Let $\mathbf{S}$ be symmetric positive semidefinite matrix (i.e. one with all eigenvalues real and non-negative). Then there is an orthogonal matrix $\mathbf{U}$ (with its columns forming an orthonormal basis) such that $\mathbf{U}^\top \mathbf{S} \mathbf{U}$ is diagonal; this basis is of course given by eigenvectors of $\mathbf{S}$.
Consider another basis $\mathbf{V}$ consisting of unit-length but non-orthogonal vectors (so columns of $\mathbf{V}$ have unit length but are not orthogonal) that also diagonalizes $\mathbf{S}$, i.e. $\mathbf{V}^\top \mathbf{S} \mathbf{V}$ is diagonal.

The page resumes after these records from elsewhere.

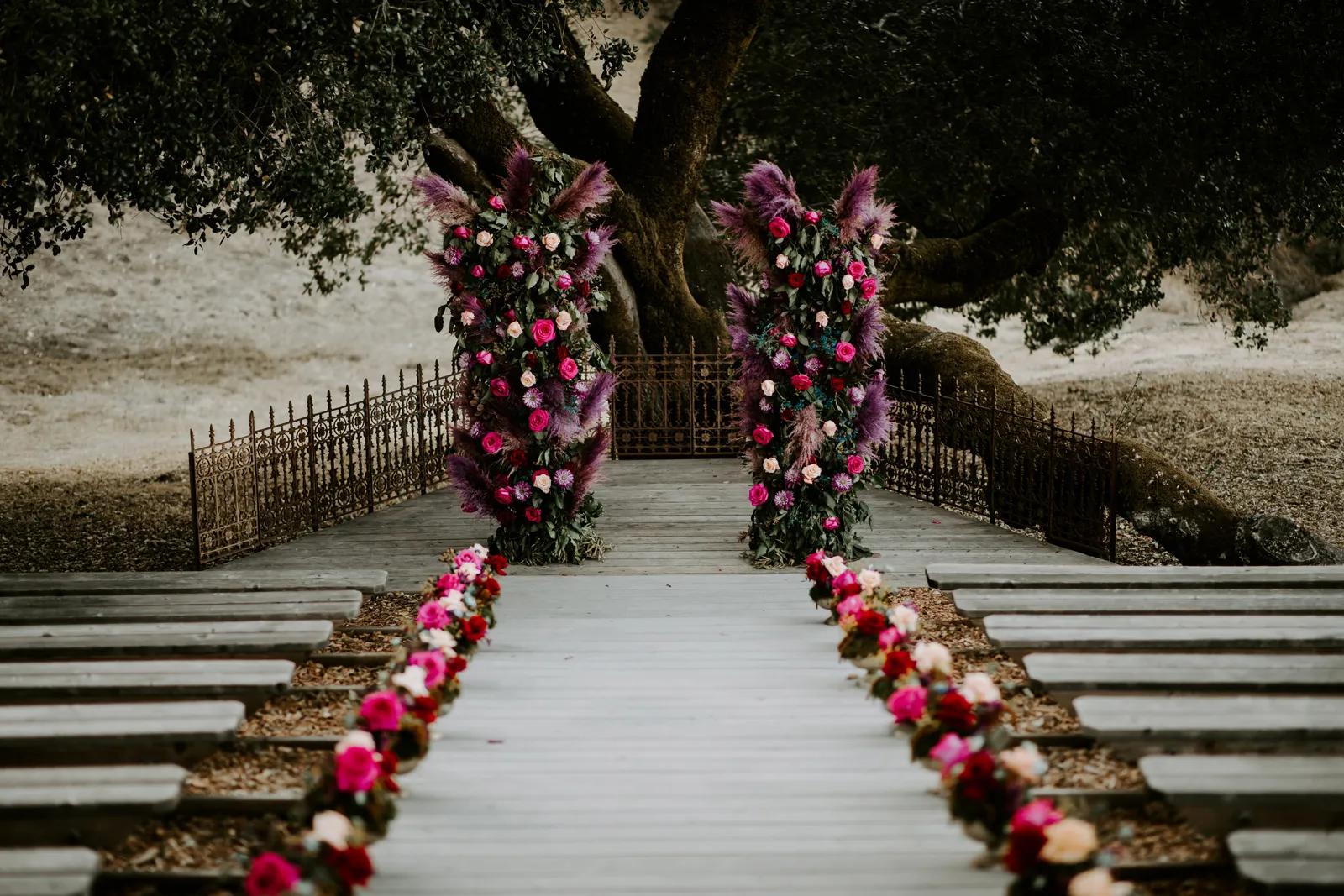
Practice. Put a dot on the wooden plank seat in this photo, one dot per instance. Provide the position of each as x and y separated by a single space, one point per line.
978 604
87 805
1066 676
1018 634
1290 862
116 732
1222 793
190 606
217 579
280 640
952 577
249 681
51 871
1142 726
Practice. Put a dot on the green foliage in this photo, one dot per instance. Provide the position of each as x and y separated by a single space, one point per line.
1169 134
230 116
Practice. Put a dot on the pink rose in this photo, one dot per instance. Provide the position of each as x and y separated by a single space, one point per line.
382 711
907 705
432 616
356 770
543 331
433 663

I suspect that the following is true: $\mathrm{Tr}(\mathbf{V}^\top \mathbf{S} \mathbf{V}) \le \mathrm{Tr}(\mathbf{S})=\mathrm{Tr}(\mathbf{U}^\top \mathbf{S} \mathbf{U})$. Is it true? If so, how can it be proved?

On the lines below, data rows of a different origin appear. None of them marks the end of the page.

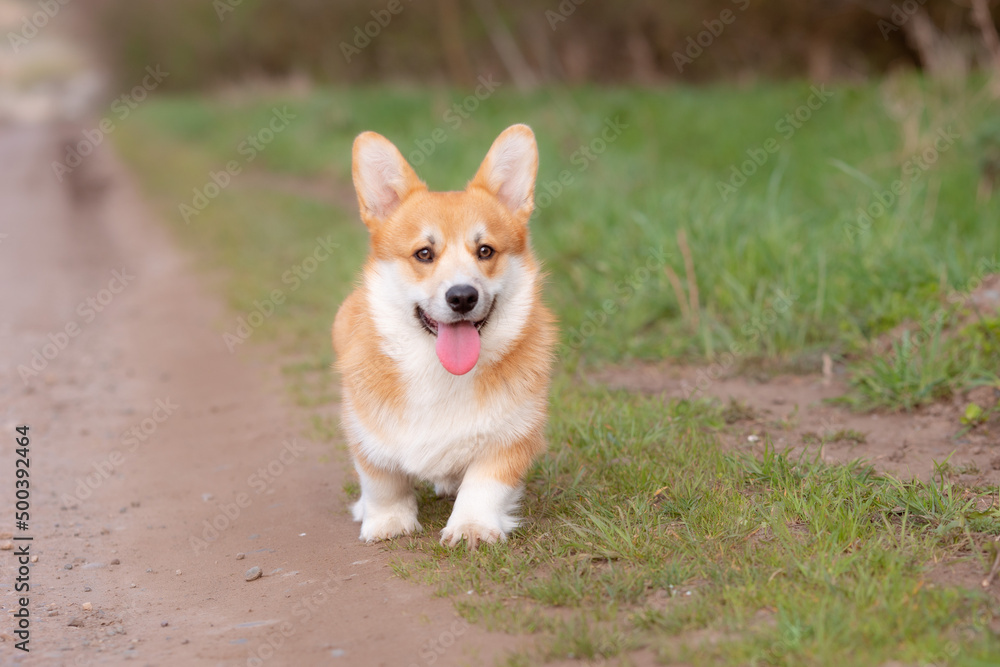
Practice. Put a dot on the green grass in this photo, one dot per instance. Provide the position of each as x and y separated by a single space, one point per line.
642 531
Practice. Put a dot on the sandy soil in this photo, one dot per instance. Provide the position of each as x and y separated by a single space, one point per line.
794 413
157 457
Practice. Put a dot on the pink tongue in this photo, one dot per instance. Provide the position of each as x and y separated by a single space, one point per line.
458 346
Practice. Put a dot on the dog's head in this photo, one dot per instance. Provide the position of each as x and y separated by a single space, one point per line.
446 261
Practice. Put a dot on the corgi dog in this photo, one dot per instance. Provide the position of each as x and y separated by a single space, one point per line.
445 347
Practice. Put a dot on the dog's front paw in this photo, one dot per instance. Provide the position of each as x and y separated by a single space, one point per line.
387 526
472 533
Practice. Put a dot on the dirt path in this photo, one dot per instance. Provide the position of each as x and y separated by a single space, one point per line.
793 412
146 431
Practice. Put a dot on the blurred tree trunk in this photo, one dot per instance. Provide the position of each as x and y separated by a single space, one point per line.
454 48
510 55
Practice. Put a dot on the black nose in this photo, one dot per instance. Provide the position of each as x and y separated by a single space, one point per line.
462 298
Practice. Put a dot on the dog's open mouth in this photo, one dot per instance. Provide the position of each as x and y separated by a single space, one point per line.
431 326
457 343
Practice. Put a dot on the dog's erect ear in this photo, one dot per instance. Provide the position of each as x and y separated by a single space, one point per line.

Furthermore, is it true that the equality is reached iff V is orthogonal?
Update: Following some confusion in the comments, I would like to clarify that I am considering $\mathbf{S}$ to represent a bilinear form, not a linear form. So with a change of basis it is transformed as $\mathbf{V}^\top \mathbf{S} \mathbf{V}$ and not as $\mathbf{V}^{-1} \mathbf{S} \mathbf{V}$.
Update 2
Let me illustrate where this question comes from; it might provide some additional intuition. $\mathbf{S}$ is actually a covariance matrix of some data (i.e. I have a set of data points $\mathbf{x}_i \in \mathbb{R}^N$, and $\mathbf{S} = \sum_i \mathbf{x}_i \mathbf{x}_i^\top$, up to a constant factor). Trace of $\mathbf{S}$ is total variance of the data, and it of course stays the same if coordinate system is rotated. Now for any unit vector $\mathbf{v}$, variance of the projection of the data on the axis defined by this vector is equal to $\mathbf{v}^\top\mathbf{S}\mathbf{v}$. If I take $N$ orthogonal unit vectors, then sum of these variances is equal to the total variance. I am interested in the situation when I take $N$ non-orthogonal unit vectors, but they are chosen such that all projections of the data on these vectors have zero correlation (or covariance). This condition is equivalent to $\mathbf{V}^\top \mathbf{S} \mathbf{V}$ being diagonal. This means that my projections are "independent"; therefore I am pretty sure that their variances together cannot exceed total variance; total variance should give maximum amount of variance that can be "distributed" between independent components (with maximum being achieved with principal components).